El mundo se ha convertido así en un gran mercado de analfabetos que mueven billones de dólares pero a los que no les interesa saber quiénes somos, qué queremos, para qué estamos hechos

El perfil del alumno de humanidades es el del que desea conocer, que disfruta sabiendo, como un fin en sí mismo que le procura un placer intelectual y un crecimiento personal. Pero no hay nóminas disponibles para el que quiere ser un sabio, un hombre culto inclinado a interpretar el mundo, la historia y la cultura. No se le ve la rentabilidad económica por ningún lado.

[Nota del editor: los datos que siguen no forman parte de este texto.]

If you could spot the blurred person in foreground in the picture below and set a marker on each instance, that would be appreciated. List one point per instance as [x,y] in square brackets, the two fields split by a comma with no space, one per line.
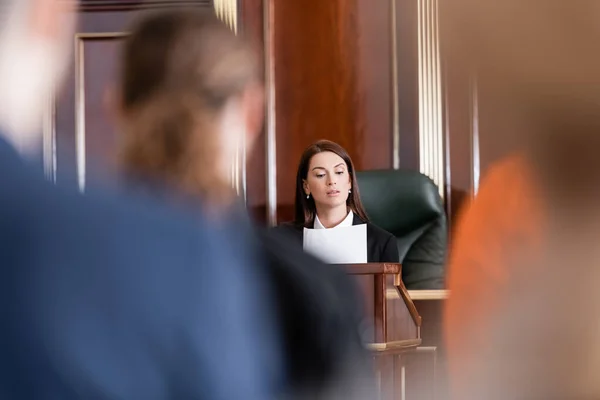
[189,93]
[101,296]
[523,317]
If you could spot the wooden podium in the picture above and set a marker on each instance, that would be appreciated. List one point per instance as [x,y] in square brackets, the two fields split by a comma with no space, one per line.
[396,325]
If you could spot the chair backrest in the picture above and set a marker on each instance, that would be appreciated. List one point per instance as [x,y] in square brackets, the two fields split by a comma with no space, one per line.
[408,205]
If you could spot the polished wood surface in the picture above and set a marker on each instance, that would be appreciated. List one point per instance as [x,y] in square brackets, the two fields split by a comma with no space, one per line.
[404,369]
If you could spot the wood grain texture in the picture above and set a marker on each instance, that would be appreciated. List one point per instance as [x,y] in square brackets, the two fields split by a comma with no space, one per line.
[332,81]
[125,5]
[252,27]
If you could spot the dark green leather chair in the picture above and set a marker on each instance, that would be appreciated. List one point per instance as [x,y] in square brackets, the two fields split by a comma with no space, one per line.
[408,205]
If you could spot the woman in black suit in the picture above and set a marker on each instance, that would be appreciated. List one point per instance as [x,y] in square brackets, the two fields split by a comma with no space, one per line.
[327,197]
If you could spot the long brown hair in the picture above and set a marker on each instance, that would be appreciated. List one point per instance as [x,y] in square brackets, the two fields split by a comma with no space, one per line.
[305,209]
[179,69]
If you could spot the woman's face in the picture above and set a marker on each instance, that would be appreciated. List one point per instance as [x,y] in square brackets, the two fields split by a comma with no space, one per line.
[328,180]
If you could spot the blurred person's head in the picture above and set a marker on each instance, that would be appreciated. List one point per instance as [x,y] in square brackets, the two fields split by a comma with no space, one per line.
[326,181]
[537,63]
[35,42]
[189,95]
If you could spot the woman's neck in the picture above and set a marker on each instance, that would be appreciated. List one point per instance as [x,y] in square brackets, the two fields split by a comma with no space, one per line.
[331,217]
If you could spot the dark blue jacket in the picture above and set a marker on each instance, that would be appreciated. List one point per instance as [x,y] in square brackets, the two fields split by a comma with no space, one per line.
[107,297]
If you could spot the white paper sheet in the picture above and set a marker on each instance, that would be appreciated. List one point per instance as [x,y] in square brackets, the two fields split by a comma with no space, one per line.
[341,245]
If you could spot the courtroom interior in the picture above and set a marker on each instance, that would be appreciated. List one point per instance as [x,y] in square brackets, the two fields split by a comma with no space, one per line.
[412,147]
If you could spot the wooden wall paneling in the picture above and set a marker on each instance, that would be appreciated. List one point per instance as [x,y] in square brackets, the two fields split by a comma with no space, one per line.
[461,108]
[331,70]
[406,65]
[82,137]
[252,27]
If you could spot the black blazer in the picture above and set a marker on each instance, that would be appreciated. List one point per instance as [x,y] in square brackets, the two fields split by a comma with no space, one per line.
[381,245]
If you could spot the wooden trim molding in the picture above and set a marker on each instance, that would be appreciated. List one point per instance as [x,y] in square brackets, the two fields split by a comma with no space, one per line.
[420,294]
[127,5]
[431,135]
[80,39]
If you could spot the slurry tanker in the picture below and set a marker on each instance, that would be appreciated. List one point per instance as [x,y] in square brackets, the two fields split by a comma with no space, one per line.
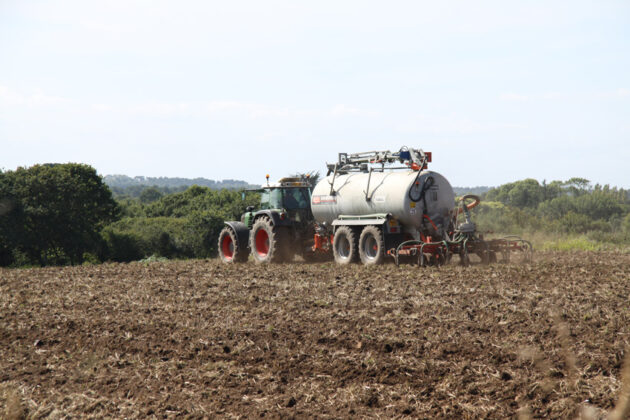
[369,206]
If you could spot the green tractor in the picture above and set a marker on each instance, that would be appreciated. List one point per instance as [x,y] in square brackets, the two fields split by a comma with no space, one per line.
[282,227]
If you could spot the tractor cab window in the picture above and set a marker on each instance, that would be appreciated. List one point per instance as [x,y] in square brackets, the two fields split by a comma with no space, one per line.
[296,198]
[271,199]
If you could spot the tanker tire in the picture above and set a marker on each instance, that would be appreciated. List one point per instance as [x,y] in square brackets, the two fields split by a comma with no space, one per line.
[230,250]
[268,244]
[371,246]
[345,246]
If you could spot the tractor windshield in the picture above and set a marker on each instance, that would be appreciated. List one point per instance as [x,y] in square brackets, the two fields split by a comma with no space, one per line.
[287,198]
[271,199]
[296,198]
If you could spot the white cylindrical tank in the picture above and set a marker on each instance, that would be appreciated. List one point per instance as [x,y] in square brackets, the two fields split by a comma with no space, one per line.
[403,194]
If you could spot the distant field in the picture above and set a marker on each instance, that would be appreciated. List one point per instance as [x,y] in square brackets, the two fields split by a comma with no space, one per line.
[202,339]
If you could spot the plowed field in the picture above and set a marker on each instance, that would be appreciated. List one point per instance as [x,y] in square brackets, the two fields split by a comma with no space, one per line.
[199,339]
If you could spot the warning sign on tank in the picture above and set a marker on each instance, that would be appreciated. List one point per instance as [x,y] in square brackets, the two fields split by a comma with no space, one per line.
[324,199]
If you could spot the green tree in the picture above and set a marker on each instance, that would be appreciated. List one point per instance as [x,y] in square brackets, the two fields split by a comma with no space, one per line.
[151,194]
[59,211]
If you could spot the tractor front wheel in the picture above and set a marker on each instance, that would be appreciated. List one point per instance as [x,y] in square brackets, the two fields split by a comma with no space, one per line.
[269,244]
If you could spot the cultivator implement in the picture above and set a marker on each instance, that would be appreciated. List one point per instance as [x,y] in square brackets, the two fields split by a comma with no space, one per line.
[501,250]
[463,241]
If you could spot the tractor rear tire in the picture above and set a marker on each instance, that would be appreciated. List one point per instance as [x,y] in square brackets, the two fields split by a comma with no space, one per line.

El mundo se ha convertido así en un gran mercado de analfabetos que mueven billones de dólares pero a los que no les interesa saber quiénes somos, qué queremos, para qué estamos hechos, hacia dónde vamos o por qué hacemos lo que hacemos.

Pero este es un callejón sin salida, vivimos ya en una distopía que no tiene ningún futuro. O el cambio o la destrucción. Y ante esa inminente disyuntiva, los escasos estudiantes de Humanidades, Filosofía, Historia del Arte,… se convertirán en la joya de la corona, en las únicas antorchas encendidas, en los caballeros Jedi que tendrán que liderar los grandes cambios, los nuevos rumbos, y muchas empresas tecnológicas de vanguardia pelearán por tener en sus cabinas de mandos a los mejores humanistas. De hecho ya es así en algunas empresas, que sin abandonar su criterio de rentabilidad, se han dado cuenta de que son más competitivas con humanistas al frente de muchos de sus departamentos.

Las escasas universidades que en vez de ir cerrando sus aulas humanísticas las están potenciando se llevarán el gato al agua en un futuro no muy lejano. La sociedad no tiene ningún futuro sin humanistas, sin hombres sabios que marquen el camino de un progreso real, que nada tiene que ver con el progreso actual, que deja millones de descartados por el camino. Si nos asomamos a la ventanilla del tren, ya podemos ver el fin del trayecto. Doloroso, como todo cambio de época.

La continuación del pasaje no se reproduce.